Ryanair to slash ticket prices over the next year to get people flying again

The budget airline is hoping to resume up to 70% of normal traffic volumes by summer (Picture: AFP)

Ryanair is set to drop its ticket prices over the next year to encourage travellers to get flying again after lockdown.

Chief executive of the budget airline, Michael O’Leary, said he is hopeful it can resume 60%-70% of normal traffic volumes this summer.

This is expected to rise to 80-90% in winter, with the airline hoping to fly more than 27 million people in the year to March.

He announced Ryanair will slash its fares for the next six to 12 months in the hopes of attracting customers to recover finances amid the pandemic.

The announcement comes as the airline reported another month of record low traffic for February, flying just half a million passengers – a stark contrast from the 10.5 million in the same month last year.

Mr O’Leary said the forecasted loss for the financial year was around €850 million (more than £735 million).

Speaking ahead of the chancellor’s budget announcement this afternoon, Mr O’Leary said the Government’s lack of support for airlines to help them get through the pandemic has been ‘lamentable’.

The airline hopes a cut in ticket prices will encourage travellers to get flying again when restrictions ease (Picture: AFP)

He told the Transport Select Committee today: ‘We had to refund over €1.5 billion (£1.3 billion) to customers in the last 12 months because our flights were cancelled by government order.

‘There has been no support for that.
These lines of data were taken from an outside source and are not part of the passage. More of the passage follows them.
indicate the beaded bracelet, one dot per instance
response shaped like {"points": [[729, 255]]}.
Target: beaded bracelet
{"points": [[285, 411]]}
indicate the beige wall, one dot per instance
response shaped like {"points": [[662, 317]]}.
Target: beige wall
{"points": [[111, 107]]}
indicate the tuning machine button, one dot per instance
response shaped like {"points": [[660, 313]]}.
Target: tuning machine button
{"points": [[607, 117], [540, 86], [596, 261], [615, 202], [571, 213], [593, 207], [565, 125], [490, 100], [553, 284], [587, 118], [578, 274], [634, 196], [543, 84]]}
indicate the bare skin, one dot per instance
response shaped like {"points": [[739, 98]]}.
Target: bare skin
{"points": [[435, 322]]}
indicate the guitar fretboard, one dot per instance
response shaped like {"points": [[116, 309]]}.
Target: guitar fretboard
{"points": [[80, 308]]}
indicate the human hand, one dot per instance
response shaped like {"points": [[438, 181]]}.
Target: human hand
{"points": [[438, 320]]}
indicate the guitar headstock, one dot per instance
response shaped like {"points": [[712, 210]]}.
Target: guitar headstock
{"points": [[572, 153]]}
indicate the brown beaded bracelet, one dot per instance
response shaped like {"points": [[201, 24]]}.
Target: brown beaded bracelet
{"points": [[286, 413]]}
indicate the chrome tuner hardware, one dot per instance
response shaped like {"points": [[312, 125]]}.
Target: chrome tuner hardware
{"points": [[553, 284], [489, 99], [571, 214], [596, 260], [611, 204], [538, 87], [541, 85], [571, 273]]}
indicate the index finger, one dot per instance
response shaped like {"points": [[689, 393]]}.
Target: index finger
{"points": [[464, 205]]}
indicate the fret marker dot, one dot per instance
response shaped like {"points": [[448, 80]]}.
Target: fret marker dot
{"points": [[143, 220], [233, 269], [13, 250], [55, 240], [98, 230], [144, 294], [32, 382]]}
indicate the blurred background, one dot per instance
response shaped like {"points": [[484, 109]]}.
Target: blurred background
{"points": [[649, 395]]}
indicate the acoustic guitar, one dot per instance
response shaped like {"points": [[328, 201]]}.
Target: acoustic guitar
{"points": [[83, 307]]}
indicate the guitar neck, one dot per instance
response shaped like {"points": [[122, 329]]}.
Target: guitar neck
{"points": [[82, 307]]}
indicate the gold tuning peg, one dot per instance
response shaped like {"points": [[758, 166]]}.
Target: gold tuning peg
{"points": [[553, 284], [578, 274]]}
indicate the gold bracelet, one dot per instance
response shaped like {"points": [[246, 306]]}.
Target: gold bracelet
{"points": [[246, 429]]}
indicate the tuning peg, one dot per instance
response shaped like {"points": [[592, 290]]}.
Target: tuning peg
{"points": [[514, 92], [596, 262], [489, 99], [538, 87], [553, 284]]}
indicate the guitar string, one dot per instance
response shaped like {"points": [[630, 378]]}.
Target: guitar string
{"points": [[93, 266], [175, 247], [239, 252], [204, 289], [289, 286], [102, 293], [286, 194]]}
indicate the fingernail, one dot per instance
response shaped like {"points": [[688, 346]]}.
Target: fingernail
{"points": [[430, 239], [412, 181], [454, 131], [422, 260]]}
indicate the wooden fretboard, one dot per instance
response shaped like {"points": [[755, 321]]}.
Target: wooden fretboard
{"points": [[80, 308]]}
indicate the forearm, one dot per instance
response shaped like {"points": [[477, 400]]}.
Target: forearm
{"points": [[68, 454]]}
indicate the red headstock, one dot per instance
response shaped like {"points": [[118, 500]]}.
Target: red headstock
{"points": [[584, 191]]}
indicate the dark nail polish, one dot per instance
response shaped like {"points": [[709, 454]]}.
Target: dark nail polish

We have received no support.’

But he said he was ‘most critical’ of the Government for doing ‘nothing’ about Air Passenger Duty (APD) – the ‘ridiculous’ tax of £22 per departing travellers on flights from UK airports.

He said: ‘No effort has been made by the Government to roll that back, reduce it temporarily, or in fact what we would call for, abandon it altogether, at least until traffic at UK airports recovers to pre-pandemic levels.’

‘Rishi Sunak has done nothing about APD, which is the most egregious tax on air travel, because it is regressive and it hits the poorest people hardest,’ he added.

‘So there’s much more to be done on Government support.

‘The furlough scheme falls short of what needs to be done and it will be a very challenging and difficult return to normal operation or pre-Covid operation levels and profitability.’